The master woke up and said: “Now tell me a story.”
But the old man replied: “I shall not tell you a story, only the truth. Do you know what I have just dreamed? I went to sleep and thought I saw two candles blazing in front of the images and two birds fluttering inside the hut.”
“Those are my two angels fluttering about.”
“And I also saw a snake lying between your son and his wife.”
“That is because they quarrel.”
“And I looked also at your second son, and there was a cat sitting on his wife, and yawning at the man.”
“That means that they are bad friends, and the wife wants to get rid of the husband.”

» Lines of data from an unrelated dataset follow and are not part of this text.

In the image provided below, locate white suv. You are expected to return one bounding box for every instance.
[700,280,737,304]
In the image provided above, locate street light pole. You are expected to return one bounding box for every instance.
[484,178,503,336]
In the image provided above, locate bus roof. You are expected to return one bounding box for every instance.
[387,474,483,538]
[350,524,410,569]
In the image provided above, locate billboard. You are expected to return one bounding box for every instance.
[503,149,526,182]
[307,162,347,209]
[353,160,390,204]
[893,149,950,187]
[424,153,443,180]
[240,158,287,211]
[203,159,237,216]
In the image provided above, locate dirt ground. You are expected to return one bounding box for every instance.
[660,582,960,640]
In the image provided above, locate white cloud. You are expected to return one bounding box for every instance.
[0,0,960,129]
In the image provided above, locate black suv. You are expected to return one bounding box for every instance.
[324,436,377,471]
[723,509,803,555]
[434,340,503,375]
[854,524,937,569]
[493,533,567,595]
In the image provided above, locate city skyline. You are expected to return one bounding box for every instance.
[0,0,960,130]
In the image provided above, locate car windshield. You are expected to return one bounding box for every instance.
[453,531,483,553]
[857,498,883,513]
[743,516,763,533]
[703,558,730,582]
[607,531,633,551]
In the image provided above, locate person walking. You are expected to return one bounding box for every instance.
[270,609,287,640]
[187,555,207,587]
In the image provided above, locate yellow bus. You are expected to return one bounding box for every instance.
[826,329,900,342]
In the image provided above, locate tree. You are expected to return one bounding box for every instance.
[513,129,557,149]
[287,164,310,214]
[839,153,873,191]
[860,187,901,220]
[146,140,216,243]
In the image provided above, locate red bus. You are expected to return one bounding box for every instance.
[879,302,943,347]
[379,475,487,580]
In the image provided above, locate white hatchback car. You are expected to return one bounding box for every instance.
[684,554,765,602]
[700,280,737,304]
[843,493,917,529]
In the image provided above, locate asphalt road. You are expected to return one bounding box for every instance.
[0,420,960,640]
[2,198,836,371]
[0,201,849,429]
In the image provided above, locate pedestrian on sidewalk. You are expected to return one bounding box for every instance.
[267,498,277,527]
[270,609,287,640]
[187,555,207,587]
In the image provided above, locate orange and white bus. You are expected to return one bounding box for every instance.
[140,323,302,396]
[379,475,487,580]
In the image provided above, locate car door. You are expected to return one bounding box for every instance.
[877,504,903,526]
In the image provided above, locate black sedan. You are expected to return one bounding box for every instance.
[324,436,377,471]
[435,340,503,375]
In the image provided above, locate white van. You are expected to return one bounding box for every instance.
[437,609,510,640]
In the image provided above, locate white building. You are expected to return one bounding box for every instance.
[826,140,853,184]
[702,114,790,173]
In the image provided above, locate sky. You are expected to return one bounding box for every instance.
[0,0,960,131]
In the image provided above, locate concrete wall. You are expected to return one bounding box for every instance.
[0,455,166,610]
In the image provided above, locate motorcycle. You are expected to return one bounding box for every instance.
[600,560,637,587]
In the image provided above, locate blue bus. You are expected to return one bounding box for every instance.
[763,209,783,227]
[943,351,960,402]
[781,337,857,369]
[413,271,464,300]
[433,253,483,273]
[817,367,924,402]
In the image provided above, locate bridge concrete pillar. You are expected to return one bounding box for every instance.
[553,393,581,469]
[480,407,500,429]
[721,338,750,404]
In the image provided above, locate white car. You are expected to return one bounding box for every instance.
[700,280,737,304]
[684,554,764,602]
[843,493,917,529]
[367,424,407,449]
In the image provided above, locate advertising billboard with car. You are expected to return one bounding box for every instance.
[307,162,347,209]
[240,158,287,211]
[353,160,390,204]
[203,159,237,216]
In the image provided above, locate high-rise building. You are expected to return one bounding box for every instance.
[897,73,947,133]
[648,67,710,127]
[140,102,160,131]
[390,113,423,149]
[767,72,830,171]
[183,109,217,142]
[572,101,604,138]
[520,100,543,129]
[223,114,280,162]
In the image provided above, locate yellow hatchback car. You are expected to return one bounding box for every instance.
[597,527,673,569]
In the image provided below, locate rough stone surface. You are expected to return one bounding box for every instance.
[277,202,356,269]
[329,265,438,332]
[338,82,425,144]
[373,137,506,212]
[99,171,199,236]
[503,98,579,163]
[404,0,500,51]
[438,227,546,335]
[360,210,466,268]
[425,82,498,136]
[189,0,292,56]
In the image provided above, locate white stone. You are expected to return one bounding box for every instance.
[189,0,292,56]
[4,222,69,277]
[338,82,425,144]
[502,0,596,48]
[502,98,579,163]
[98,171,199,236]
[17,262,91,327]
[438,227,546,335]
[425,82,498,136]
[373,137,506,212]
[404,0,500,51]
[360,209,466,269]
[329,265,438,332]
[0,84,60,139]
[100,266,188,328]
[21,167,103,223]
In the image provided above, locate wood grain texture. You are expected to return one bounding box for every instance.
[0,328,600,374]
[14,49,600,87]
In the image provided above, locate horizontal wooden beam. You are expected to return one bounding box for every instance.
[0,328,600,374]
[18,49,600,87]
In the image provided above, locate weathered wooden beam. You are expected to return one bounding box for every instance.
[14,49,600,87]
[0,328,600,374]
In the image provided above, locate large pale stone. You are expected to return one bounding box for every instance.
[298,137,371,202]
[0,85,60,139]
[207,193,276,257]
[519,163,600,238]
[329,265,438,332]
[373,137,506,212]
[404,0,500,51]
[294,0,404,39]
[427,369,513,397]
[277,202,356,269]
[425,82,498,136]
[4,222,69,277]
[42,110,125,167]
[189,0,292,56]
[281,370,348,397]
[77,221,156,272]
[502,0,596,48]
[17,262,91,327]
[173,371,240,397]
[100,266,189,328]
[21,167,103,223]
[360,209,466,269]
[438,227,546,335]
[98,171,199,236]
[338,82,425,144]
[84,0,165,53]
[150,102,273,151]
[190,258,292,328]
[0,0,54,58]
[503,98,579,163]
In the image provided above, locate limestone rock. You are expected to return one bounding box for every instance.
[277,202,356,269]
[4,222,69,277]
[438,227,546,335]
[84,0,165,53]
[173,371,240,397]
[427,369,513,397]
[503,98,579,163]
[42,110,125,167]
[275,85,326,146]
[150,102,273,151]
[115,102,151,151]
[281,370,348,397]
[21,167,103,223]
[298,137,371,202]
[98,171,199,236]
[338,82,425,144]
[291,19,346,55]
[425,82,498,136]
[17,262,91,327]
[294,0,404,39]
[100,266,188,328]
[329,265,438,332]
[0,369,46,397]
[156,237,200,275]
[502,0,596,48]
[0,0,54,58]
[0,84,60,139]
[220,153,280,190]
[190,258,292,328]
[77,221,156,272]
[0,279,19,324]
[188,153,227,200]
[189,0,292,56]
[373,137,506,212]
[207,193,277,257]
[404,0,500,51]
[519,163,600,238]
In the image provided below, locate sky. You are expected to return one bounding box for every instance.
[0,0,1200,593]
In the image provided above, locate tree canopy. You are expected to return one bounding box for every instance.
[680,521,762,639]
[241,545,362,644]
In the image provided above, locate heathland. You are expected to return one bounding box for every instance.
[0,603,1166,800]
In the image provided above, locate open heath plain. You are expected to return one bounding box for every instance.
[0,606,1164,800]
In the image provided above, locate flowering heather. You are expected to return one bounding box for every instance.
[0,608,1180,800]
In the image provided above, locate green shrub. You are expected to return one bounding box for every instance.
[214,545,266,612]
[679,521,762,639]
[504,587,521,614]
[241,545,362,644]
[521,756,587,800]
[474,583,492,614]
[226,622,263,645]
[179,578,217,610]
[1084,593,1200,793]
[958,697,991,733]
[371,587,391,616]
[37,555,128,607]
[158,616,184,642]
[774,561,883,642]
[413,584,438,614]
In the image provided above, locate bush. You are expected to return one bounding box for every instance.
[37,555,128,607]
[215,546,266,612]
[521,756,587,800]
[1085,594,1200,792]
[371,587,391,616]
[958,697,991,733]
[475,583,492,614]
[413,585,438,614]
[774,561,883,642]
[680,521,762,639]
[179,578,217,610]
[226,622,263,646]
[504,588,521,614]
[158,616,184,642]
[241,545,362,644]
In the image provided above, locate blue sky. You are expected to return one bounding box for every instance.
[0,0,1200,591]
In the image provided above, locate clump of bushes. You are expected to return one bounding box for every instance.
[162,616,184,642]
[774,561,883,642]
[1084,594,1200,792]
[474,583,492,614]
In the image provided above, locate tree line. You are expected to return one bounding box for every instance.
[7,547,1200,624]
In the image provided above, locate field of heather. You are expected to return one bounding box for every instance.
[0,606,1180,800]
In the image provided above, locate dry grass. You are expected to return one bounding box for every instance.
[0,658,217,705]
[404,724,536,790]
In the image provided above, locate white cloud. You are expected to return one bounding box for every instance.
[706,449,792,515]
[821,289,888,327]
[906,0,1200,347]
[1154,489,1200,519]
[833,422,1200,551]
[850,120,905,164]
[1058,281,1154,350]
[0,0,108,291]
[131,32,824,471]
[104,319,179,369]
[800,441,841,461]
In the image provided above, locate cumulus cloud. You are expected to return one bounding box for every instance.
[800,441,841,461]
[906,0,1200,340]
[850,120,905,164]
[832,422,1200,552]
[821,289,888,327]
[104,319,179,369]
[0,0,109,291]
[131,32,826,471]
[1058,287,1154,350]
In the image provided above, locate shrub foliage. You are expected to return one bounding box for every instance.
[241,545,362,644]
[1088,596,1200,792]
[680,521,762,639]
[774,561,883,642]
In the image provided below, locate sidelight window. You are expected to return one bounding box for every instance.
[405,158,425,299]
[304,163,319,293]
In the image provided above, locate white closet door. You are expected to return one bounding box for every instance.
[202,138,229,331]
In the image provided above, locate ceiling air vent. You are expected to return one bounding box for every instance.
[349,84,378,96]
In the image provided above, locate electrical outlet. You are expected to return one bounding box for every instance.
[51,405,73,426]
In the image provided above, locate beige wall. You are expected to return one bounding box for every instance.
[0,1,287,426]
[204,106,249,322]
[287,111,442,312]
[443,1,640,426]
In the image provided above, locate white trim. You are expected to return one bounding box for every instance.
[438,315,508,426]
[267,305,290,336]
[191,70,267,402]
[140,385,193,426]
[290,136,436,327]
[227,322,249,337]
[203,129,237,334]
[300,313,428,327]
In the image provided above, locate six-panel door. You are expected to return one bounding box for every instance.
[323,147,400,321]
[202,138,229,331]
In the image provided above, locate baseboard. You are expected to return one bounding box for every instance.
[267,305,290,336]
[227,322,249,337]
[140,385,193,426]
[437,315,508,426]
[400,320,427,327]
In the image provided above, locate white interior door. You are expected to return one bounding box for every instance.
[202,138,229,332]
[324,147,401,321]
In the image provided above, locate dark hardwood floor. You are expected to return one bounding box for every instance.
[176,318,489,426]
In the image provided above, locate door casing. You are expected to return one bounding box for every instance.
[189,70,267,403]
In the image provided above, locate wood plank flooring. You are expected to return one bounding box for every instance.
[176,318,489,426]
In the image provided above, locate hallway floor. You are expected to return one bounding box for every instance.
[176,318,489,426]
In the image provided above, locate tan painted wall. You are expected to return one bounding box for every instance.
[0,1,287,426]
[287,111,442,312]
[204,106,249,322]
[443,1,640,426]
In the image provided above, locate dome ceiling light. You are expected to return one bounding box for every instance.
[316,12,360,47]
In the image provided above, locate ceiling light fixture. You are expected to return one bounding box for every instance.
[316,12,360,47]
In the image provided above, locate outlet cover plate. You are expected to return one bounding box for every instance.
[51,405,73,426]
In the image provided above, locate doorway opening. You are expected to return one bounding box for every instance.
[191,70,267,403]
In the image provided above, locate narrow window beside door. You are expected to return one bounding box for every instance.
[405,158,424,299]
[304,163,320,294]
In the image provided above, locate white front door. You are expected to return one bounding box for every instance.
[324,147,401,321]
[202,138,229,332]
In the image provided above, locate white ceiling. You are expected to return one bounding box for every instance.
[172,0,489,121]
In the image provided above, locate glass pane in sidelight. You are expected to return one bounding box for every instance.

“Then, when I looked at your next son, I saw a youth lying in between them.”
“That is not a youth, but an angel who was lying there; and that is why they are on such good and loving terms.”
“Why is it, then, master of the house, when I slipped off the sleeping shelf that there were newts running on the floor; and, when I wanted to drink at the table, I saw frogs leaping about and croaking?”
“Because,” the peasant answered, “my daughters-in-law do not sweep up the lathes; but put the kvas on the table when they are sitting round together without saying grace.”
“Then I went to sleep on the corn-kiln, and I heard a cry: ‘Sister! Sister! come and fetch me!'”
“That means that my sons never put the brush back into its place and say the proper blessing.”
“Then I went to lie under the fence, and I heard a cry: ‘Pull me out and stick me in again!'”
“That means that the stick’s upside-down.”
“Then I went and lay under the cauldron. And I heard a cry of ‘I am hanging on the cross-beam! I am falling on the cross-beam!'”
“That means,” said the master, “that, when I die, my entire house will fall.”